Johnson wasn't incongruous with the legislation. What the court said in Johnson is we are going to hold off making a declaration of dangerousness because we don't want to impose the indeterminate sentence. What this legislation does to a degree is clarify that, because it allows you to make the declaration of dangerousness and then determine within the framework what the sentence will be. The problem is with determining what the sentence will be, based on onus and standard.

10:20 a.m.

Liberal

Brian Murphy Liberal Moncton—Riverview—Dieppe, NB

Thank you.

10:20 a.m.

Conservative

The Chair Conservative Rick Dykstra

Mr. Kramp.

10:20 a.m.

Conservative

Daryl Kramp Conservative Prince Edward—Hastings, ON

Thank you very much, all of you, for coming here today.

I have a number of questions if I have an opportunity and the time to get through them here.

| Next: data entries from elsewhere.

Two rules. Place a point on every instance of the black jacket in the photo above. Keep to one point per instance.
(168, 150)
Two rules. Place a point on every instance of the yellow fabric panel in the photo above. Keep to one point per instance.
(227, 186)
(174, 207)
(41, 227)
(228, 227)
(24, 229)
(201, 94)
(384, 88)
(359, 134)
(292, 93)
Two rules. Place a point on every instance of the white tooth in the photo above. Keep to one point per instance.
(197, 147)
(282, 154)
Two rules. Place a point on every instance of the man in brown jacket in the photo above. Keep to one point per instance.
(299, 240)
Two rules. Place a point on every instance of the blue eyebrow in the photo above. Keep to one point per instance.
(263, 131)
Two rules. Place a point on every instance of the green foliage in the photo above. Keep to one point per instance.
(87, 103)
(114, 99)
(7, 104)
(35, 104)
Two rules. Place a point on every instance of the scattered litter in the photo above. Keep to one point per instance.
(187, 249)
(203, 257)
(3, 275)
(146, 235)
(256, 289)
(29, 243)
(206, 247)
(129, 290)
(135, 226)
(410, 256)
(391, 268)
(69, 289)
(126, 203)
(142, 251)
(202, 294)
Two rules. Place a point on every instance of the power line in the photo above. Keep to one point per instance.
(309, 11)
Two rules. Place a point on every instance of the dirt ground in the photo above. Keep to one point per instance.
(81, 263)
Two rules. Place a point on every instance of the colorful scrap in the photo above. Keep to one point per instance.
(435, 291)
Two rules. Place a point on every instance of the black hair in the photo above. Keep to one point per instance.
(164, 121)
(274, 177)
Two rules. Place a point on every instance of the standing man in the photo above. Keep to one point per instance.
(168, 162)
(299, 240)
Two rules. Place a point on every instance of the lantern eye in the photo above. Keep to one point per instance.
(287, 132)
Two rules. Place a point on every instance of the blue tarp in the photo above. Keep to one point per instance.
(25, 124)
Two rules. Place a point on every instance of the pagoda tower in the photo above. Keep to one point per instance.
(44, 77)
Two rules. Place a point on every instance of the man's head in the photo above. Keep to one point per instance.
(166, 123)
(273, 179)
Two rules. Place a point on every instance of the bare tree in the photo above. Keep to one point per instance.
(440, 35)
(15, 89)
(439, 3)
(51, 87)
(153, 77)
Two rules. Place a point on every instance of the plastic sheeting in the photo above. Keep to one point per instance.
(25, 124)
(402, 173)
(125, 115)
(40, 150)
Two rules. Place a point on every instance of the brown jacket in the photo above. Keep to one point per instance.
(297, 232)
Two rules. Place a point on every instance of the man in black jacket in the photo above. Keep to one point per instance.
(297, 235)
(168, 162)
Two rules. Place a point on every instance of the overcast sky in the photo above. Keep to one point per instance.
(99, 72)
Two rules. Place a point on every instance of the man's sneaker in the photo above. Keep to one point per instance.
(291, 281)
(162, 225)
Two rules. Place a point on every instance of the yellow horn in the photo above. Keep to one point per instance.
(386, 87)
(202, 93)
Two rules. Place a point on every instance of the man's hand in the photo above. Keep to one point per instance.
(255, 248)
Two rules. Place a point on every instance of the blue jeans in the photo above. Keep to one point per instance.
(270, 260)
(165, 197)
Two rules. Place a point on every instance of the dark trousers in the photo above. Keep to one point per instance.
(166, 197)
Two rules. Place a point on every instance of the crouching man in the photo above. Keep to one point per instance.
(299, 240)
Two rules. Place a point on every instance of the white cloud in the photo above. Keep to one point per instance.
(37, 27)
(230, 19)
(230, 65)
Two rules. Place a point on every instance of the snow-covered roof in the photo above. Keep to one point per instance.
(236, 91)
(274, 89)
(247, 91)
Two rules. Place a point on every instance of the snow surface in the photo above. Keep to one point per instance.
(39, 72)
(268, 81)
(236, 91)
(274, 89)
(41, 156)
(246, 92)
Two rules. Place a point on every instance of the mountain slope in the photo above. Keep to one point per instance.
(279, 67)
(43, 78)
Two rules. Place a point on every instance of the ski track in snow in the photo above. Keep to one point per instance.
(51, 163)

To the defence council, Mr. Rady, you made reference in your remarks earlier today that these are “draconian penalties”. That was the terminology used. Do you not really think that the primary offences we're talking about here--rape, robbery, murder, manslaughter, extortion, kidnapping--are draconian crimes? These are not misdemeanours.

November 13th, 2007 / 10:20 a.m.

Director, Canadian Council of Criminal Defence Lawyers

Andy Rady

Well, the difficulty is that some of the crimes include assault or assault causing bodily harm. Bodily harm can be a black eye. You're probably not going to get two years in penitentiary for that, but it's broad. So is robbery. There are different sorts of robbery. When I used the word “draconian”, it was a strong word. There probably is no greater punishment that we have than being declared a dangerous offender with an indeterminate sentence--even the first-degree murder conviction for life and no parole on 25.

The fact that there's parole after seven years for dangerous offenders is a bit of a myth. It rarely happens. They're put in; they're going to have that designation forever. So there's very little chance of getting out. More people convicted of murder would be released on parole than this. That's why I used that word. It's a very harsh punishment and probably deservedly so in many cases. The only point I think we're trying to make is that it has to be the state that puts it there, not the accused.